Broadly speaking, the U.S. government has three sets of policy options available when it comes to creating a greener global economy.

Far at one end is traditional regulation, that includes initiatives like mandated energy standards for washing machines and chirpy public education reminders to turn off the water when brushing teeth.

At the opposing end is innovation policy, where glamor and cash (and risk!) can be found.  Big, publicly funded research projects, corporate and multilateral partnerships, and large scale deployments usually stem from innovation policies.  An oft-cited example is the EPA’s new set of guidelines for emerging carbon capture techniques, specifically designed for firms planning to inject CO2 underground for the long term.

In the middle of the policy spectrum sits the big, white elephant: carbon pricing.

Broken down, carbon pricing involves taxation or a tradable emission permits scheme (cap-and-trade).

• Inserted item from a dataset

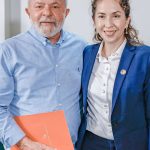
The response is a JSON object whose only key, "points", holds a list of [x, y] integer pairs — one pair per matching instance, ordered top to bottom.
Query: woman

Carbon pricing has grown as a regulatory instrument but mainly in Europe.  Between July 2008 and July 2009, roughly 36 major carbon pricing developments were implemented in the EU.  Over the same period, in the U.S., that number was 2.

In the United States, the biggest obstacle to limiting greenhouse emissions is disagreement over the legitimacy and fairness of either potential pricing solution.  Whether the anticipated climate bill moves forward this year will depend on Congress and its general unwillingness to deal with climate change, its over-reliance on renewable energies and of course, its preoccupation with health care matters.

In yesterday’s New York Times, economics professor, Robert H. Frank provided a thoughtful commentary, suggesting that the prevention or passing of national climate legislation runs deeper than denial, partisan wars or political pragmatism.  Though there is a growing agreement that something must be done about global warming, many associate its regulation with the sacrifice of individual rights:

[Taxation and cap-and-trade] have been attacked as unacceptable restrictions on individual liberty.  The attacks have come from both sides of the political aisle, but have been pressed with particular insistence by conservatives and libertarians…Much of this opposition is rooted in a passionate distaste for ‘social engineering’ which, according to the conservative columnist Henry Lamb, ‘always ends in disaster.'”

This commentary piece relies heavily on the theories of the famous economist Ronald H. Coase who, at almost 100 years old, is still following the effects of negative externalities and how they relate to today’s proposed carbon pricing solutions.  Though normally skeptical of government intervention (free markets always reach the most productive level of activity when left untouched), Coase concedes that markets have failed when it comes to global warming, namely because, for individual players, the transaction costs are prohibitive and negotiation is impractical.

Short of walking to your neighborhood smoke stack and politely asking its operator to reduce the smoggy output, the next best option is for government to mimic an emissions reduction solution that people would have adopted, had they perfect information and no obstacles to exchange.